La mise en oeuvre de cet accord demeure en outre tributaire des orages politiques en Ukraine entre le Premier ministre Ioulia Timochenko et le président Viktor Iouchtchenko.

Ce dernier, réagissant jeudi lors d’un déplacement à Bruxelles, a d’ailleurs laissé entendre que certains points demeuraient en suspens. “Globalement, je suis d’accord avec l’arrangement”, a-t-il dit, avant d’ajouter que “le nouveau prix pour 2008, estimé à 321 dollars”, n’avait pas fait l’objet d’un accord entre lui et le président russe Vladimir Poutine.

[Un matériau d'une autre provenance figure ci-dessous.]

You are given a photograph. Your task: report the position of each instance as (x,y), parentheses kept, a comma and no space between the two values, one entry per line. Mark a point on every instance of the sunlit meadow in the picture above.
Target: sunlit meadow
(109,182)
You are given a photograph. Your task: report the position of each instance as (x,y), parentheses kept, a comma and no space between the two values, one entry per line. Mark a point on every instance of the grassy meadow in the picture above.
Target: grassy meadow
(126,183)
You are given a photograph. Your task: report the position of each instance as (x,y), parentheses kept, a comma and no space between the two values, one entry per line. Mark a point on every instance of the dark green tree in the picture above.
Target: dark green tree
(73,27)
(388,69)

A Kiev, ses services ont indiqué que Mme Timochenko et le chef de Naftogaz devraient s’expliquer devant lui sur l’accord gazier conclu avec Gazprom.

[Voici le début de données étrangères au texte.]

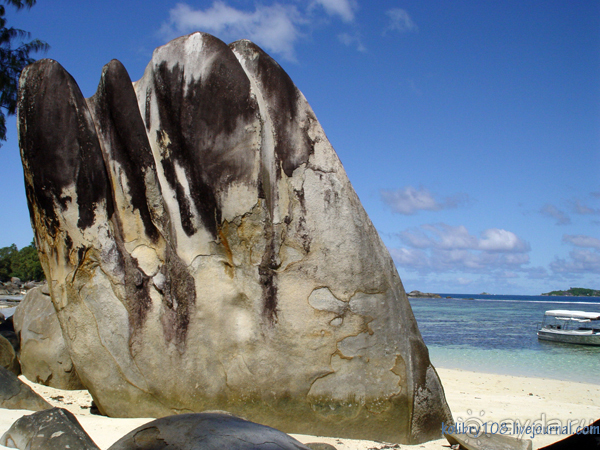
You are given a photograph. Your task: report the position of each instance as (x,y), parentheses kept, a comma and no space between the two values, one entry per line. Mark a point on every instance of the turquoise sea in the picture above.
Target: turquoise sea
(497,334)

Pavel Kouchnir, analyste de la Deutsche Bank à Moscou, souligne que même si l’accord survit aux guerres intestines en Ukraine, le potentiel de crise entre la Russie et l’Ukraine est loin d’être épuisé.

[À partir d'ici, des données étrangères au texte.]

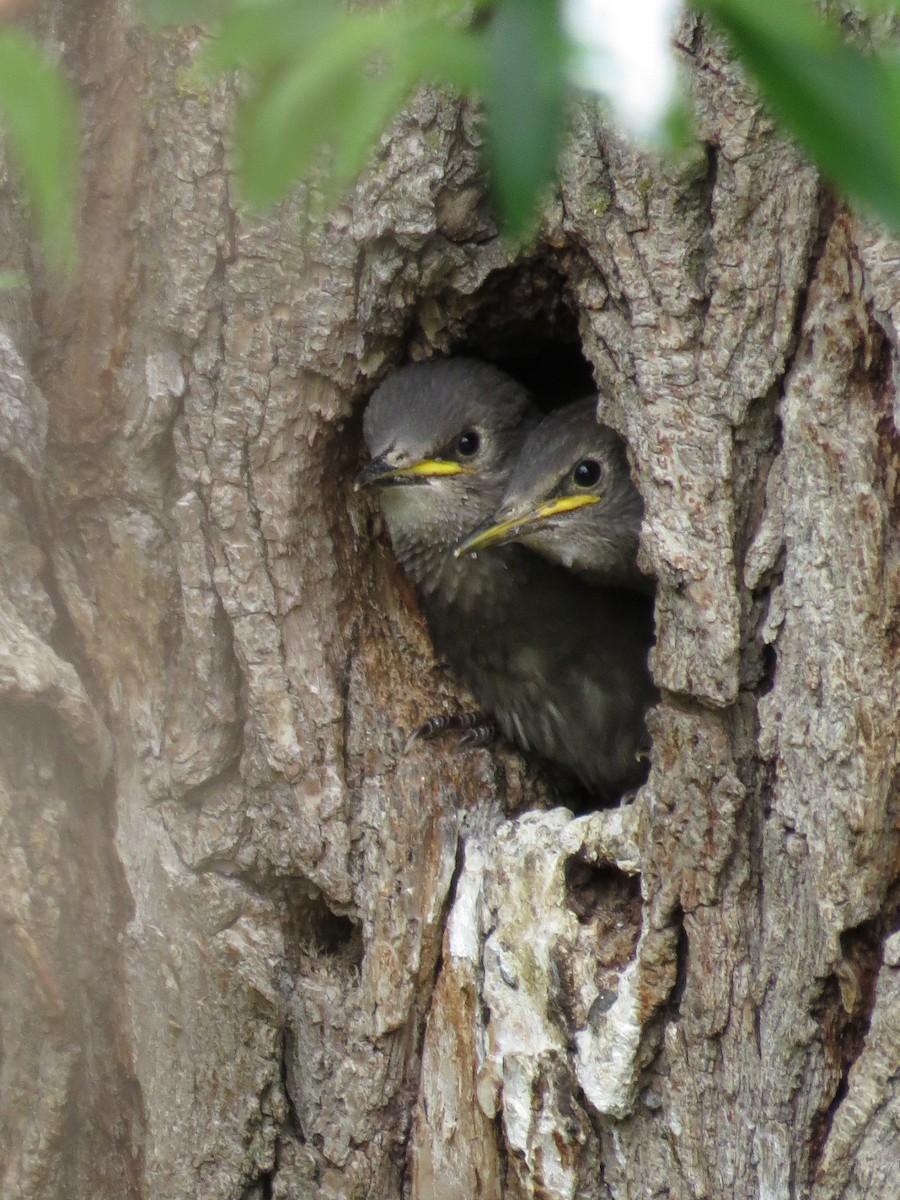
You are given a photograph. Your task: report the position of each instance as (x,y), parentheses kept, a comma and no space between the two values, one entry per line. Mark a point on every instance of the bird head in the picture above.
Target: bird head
(570,498)
(442,436)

“Il est vraiment difficile de croire que c’est la fin des hostilités étant donné qu’il y a quelques jours, Gazprom est tombé d’accord avec le Kazakhstan, l’Ouzbékistan et le Turkménistan pour leur acheter du gaz sur la base des prix européens”, c’est-à-dire en nette augmentation par rapport à leur niveau actuel, à partir de 2009, note-t-il.

L’Ukraine est en première ligne dans ce dossier, car l’essentiel du gaz qu’elle importe provient de ces pays en transitant par les gazoducs de Gazprom.

Selon l’analyste, cette hausse de prix n’aurait sans doute guère d’effet sur Gazprom, mais elle aurait “un impact très important, presque dévastateur sur l’Ukraine”, qui risquerait de devoir payer son gaz “plus de 250 dollars” les 1.000 mètres cubes, contre 179,5 dollars actuellement.

“Donc si on n’assiste pas à de nouvelles querelles au cours des prochains mois, on risque de voir arriver une nouvelle vague de conflits liés aux prix à mesure qu’on s’approchera de l’échéance de 2009”, estime-t-il.

Enfin, la question des intermédiaires est toujours sujette à caution, car même si les groupes controversés RosUkrEnergo et UkrGazEnergo sont écartés, il “n’est pas du tout clair” d’après les données publiées jeudi que de nouveaux entremetteurs ne vont pas surgir, prévient-il.